Contributions of all kinds are welcomed by the Design Group. You are welcome to send material by email to Bill Barton or to any other member of the Group.

At this time we are soliciting in particular Klein Vignettes and comments on the Book Structure. We expect to have four Model Vignettes mounted on this site by the end of July at the latest.

Klein Vignette Criteria

  • Type 1: Trajectories connecting school mathematics with advanced and recent aspects of the field of mathematics.
  • Type 2: Explanations of modern significant applications


Both types should start with an Inspiring Example or Problem that connects to the culture of the school teacher (either the mathematics they know or teach, or some familiar aspect of the world). The material from the field of mathematics should show teachers something beyond what they know (even if it may not be at the boundary of mathematics).

Type 1 will need to have “transitional objects” or a “chain of linkages” that take the teachers to the edge of the ocean so they can see the horizon-—or sail a little way towards it.

Both types need to have in mind the reader listening and asking “Why is this important?”, and the answer should be scientifically deep. It must tell something about mathematics, or about the role of mathematics inside science and technology, or about how mathematics develops in general terms. It should have a mathematical moral (which needs to be explicitly stated). It should go inside the mathematics and not just tell us that there is mathematics hidden inside that topic.
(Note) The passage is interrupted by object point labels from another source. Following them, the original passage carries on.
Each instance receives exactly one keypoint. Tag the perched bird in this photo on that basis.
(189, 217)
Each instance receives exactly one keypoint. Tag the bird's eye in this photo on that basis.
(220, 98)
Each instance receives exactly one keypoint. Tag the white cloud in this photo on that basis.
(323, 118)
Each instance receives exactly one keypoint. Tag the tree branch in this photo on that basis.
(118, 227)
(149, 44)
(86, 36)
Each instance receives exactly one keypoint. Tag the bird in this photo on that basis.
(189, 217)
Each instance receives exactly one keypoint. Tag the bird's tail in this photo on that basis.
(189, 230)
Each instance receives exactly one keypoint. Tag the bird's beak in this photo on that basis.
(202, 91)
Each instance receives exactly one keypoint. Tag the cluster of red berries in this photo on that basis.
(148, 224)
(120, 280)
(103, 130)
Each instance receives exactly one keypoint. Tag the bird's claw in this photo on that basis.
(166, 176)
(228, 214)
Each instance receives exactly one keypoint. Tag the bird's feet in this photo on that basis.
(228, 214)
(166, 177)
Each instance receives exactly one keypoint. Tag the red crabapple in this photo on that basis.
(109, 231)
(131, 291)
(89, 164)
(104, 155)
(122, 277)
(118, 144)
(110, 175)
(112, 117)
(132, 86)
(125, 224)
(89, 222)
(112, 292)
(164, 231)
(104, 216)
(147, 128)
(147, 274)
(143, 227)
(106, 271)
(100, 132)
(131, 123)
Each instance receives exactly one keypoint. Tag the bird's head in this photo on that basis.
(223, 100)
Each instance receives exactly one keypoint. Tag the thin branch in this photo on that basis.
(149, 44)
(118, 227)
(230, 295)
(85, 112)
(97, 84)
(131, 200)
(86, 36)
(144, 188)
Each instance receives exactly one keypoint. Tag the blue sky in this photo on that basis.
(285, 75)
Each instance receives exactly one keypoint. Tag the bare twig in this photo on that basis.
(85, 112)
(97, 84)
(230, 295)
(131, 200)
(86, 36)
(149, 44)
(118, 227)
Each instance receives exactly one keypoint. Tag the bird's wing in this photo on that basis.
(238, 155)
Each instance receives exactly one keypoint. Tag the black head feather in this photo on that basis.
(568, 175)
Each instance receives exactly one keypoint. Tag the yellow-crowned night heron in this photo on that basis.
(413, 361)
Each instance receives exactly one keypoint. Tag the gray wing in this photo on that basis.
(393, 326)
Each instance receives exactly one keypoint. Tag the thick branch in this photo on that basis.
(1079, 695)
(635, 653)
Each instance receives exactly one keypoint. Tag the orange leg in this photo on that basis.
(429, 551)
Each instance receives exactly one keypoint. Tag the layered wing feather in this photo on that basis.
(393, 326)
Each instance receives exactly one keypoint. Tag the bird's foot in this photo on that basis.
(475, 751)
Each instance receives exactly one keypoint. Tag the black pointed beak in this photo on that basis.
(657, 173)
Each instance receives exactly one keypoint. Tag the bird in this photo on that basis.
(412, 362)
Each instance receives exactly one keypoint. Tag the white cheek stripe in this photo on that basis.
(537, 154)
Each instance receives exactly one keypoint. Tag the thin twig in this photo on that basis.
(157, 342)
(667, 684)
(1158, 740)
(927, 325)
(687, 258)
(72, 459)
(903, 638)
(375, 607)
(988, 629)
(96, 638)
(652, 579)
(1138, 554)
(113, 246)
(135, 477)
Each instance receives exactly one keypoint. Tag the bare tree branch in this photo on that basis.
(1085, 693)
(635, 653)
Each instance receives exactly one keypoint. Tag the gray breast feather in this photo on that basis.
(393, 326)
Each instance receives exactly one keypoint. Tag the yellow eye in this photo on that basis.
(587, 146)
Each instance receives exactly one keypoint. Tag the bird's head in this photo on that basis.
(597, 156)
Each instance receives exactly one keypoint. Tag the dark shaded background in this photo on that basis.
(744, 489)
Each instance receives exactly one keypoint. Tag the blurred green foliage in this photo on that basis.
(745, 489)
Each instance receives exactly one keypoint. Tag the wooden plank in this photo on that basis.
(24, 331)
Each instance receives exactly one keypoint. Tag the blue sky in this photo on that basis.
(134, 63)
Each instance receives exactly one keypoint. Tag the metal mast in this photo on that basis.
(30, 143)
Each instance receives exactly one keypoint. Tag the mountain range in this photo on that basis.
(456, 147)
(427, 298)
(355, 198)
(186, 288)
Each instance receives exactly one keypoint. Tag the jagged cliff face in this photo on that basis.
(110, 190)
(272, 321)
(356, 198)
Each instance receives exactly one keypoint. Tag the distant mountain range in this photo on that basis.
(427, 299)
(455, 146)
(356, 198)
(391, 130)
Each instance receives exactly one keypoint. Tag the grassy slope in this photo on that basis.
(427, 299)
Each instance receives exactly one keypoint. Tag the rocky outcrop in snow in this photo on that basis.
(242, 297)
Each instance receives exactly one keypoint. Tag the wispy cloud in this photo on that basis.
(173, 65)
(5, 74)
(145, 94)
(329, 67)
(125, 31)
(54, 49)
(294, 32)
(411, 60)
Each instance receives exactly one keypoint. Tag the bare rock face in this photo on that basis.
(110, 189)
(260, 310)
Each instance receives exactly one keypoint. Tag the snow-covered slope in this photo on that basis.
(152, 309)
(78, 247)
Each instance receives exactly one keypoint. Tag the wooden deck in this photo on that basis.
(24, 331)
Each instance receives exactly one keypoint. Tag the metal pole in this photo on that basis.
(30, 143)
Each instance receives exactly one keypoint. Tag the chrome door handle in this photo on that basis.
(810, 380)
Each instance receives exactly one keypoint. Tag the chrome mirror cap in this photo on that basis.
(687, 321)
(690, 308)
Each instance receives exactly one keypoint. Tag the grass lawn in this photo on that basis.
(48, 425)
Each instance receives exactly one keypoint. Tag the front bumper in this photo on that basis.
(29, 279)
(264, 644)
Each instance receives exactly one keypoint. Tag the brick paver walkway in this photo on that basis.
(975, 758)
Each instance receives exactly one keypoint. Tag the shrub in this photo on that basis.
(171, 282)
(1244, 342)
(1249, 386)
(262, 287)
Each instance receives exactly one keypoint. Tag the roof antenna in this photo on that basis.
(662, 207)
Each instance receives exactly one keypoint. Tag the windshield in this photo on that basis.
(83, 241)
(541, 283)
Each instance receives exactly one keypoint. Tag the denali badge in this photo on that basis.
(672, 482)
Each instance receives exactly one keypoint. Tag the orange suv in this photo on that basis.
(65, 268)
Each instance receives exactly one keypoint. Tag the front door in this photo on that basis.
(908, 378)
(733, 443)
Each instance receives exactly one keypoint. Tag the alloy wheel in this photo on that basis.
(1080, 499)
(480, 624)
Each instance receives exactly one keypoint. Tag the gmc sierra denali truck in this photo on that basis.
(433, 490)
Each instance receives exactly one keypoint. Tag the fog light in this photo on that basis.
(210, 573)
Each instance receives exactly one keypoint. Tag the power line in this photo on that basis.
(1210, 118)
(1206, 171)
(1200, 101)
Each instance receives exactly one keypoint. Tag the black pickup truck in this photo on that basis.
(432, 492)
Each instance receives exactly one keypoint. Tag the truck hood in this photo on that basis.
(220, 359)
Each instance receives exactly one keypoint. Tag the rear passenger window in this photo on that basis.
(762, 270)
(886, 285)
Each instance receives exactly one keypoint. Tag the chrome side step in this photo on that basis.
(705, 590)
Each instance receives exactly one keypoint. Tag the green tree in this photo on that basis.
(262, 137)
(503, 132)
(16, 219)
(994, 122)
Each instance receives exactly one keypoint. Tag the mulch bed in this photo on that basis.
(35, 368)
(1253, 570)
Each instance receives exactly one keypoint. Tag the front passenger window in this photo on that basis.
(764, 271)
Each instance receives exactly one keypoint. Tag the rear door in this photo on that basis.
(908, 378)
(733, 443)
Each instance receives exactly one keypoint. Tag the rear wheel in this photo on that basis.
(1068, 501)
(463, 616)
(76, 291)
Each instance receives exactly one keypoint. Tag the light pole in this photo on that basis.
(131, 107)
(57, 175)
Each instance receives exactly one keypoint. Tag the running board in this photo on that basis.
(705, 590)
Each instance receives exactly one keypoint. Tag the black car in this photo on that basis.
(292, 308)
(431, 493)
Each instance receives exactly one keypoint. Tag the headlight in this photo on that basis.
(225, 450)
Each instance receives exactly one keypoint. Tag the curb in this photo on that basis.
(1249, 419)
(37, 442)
The vignettes need to be written in the awareness of the role of technology without allowing it to dictate the content. All vignettes should be short and focused, most of them having 5-6 pages, at the maximum 10 pages. Vignettes should be written in a self-contained way, even if hierarchies of papers pushing the topic further are also encouraged. Attention should be put on providing references, especially those that take the topic further, and related websites would either give more information on the topic or provide teacher resources.